In topic: "Regaining my love for Homestuck (Help Please?)"

Wednesday, August 13th, 2025, 8:51 PM25 days ago

this is gonna sound lowkey crazy for me to say, but i do think that's just like... the way it fucks with your brain when you read it the one time when it came out. most of my friends that felt similarly were pretty fine after a reread, but i also get that it's a pretty big ask.


the bright side is that there's a lot of people that did end up writing alt endings where things are relatively peachy and/or keen, but i also get that isn't like. "canon," so it gets harder to soothe the woes. that said, i always did personally take the epilogues less as "a happy ending is impossible" thing, and more of "a happy ending will take more work than this" thing.

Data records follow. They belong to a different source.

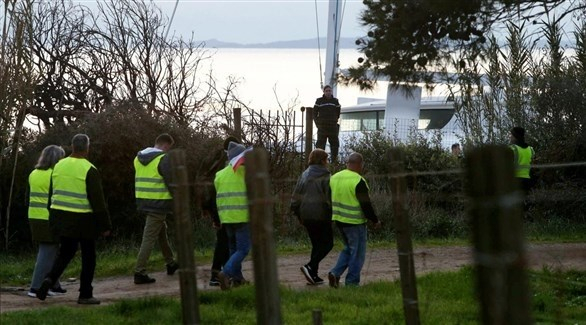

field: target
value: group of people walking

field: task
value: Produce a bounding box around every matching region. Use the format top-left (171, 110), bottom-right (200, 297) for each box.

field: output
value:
top-left (291, 149), bottom-right (381, 288)
top-left (27, 134), bottom-right (179, 305)
top-left (27, 86), bottom-right (534, 304)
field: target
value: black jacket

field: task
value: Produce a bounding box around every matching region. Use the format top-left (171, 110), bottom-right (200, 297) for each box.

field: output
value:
top-left (290, 165), bottom-right (332, 221)
top-left (313, 96), bottom-right (341, 128)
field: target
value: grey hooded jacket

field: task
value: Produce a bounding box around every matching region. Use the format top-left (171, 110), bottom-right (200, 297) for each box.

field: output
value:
top-left (290, 165), bottom-right (332, 221)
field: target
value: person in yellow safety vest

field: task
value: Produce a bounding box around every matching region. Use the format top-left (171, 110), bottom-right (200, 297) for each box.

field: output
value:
top-left (201, 136), bottom-right (240, 287)
top-left (134, 133), bottom-right (179, 284)
top-left (27, 145), bottom-right (67, 298)
top-left (214, 142), bottom-right (251, 290)
top-left (37, 134), bottom-right (112, 305)
top-left (510, 126), bottom-right (535, 195)
top-left (290, 148), bottom-right (334, 285)
top-left (509, 126), bottom-right (535, 221)
top-left (328, 152), bottom-right (381, 288)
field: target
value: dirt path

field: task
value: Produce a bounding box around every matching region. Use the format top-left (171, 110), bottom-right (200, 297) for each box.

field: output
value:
top-left (0, 243), bottom-right (586, 313)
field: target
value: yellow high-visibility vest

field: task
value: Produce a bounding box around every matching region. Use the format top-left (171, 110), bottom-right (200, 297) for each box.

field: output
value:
top-left (330, 169), bottom-right (368, 225)
top-left (28, 168), bottom-right (53, 220)
top-left (214, 164), bottom-right (249, 223)
top-left (511, 144), bottom-right (534, 178)
top-left (134, 154), bottom-right (173, 200)
top-left (51, 157), bottom-right (94, 213)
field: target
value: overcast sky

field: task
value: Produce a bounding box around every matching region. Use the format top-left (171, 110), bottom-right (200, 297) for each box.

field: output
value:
top-left (153, 0), bottom-right (366, 44)
top-left (72, 0), bottom-right (573, 44)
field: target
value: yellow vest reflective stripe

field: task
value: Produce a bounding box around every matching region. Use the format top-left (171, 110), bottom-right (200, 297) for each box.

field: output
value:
top-left (330, 169), bottom-right (368, 225)
top-left (134, 154), bottom-right (173, 200)
top-left (511, 144), bottom-right (534, 178)
top-left (28, 168), bottom-right (53, 220)
top-left (51, 157), bottom-right (94, 213)
top-left (214, 164), bottom-right (249, 223)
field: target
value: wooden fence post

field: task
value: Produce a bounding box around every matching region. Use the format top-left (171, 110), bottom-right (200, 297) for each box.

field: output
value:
top-left (305, 106), bottom-right (313, 162)
top-left (311, 309), bottom-right (324, 325)
top-left (169, 150), bottom-right (200, 324)
top-left (245, 148), bottom-right (282, 324)
top-left (234, 107), bottom-right (242, 142)
top-left (389, 148), bottom-right (420, 325)
top-left (466, 146), bottom-right (533, 324)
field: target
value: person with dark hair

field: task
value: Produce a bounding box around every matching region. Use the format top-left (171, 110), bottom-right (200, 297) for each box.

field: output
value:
top-left (37, 134), bottom-right (112, 305)
top-left (328, 152), bottom-right (381, 288)
top-left (214, 142), bottom-right (251, 290)
top-left (313, 85), bottom-right (341, 161)
top-left (202, 136), bottom-right (240, 286)
top-left (290, 148), bottom-right (334, 284)
top-left (134, 133), bottom-right (179, 284)
top-left (510, 126), bottom-right (535, 196)
top-left (27, 145), bottom-right (67, 298)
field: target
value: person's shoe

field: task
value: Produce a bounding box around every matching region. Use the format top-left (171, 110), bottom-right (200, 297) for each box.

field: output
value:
top-left (37, 278), bottom-right (53, 300)
top-left (300, 265), bottom-right (315, 284)
top-left (232, 279), bottom-right (250, 288)
top-left (134, 273), bottom-right (157, 284)
top-left (49, 287), bottom-right (67, 296)
top-left (167, 262), bottom-right (179, 275)
top-left (218, 272), bottom-right (232, 290)
top-left (313, 275), bottom-right (325, 284)
top-left (328, 272), bottom-right (340, 289)
top-left (77, 297), bottom-right (101, 305)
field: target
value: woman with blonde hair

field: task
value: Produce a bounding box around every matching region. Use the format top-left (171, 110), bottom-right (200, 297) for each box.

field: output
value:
top-left (27, 145), bottom-right (67, 298)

not to rant about themes or ideas or whatever, but i guess i've always taken homestuck as a deconstruction-reconstruction (not related) of the young adult escapism genre (ie. harry potter, which andrew hussie clearly hates more than anything), where the main thesis of the epilogues is "suffering as a child doesn't inherently make you a well-adjusted adult, and saving the world as a kid is probably a very easy way to make you kinda miserable in the specific way where you refuse to unpack it." hilariously i was talking to some friends last night about steven universe and realized that su: future was the same exact thing, just less. well. y'know. anyway, all of that to say, i don't think it necessarily needs to be a "and then everything sucked for everyone forever and you were wrong for caring about these people" ending. especially since the message becomes "and then everyone needed to put in more work to become good people" by the end of the epilogues/beginning of hs2.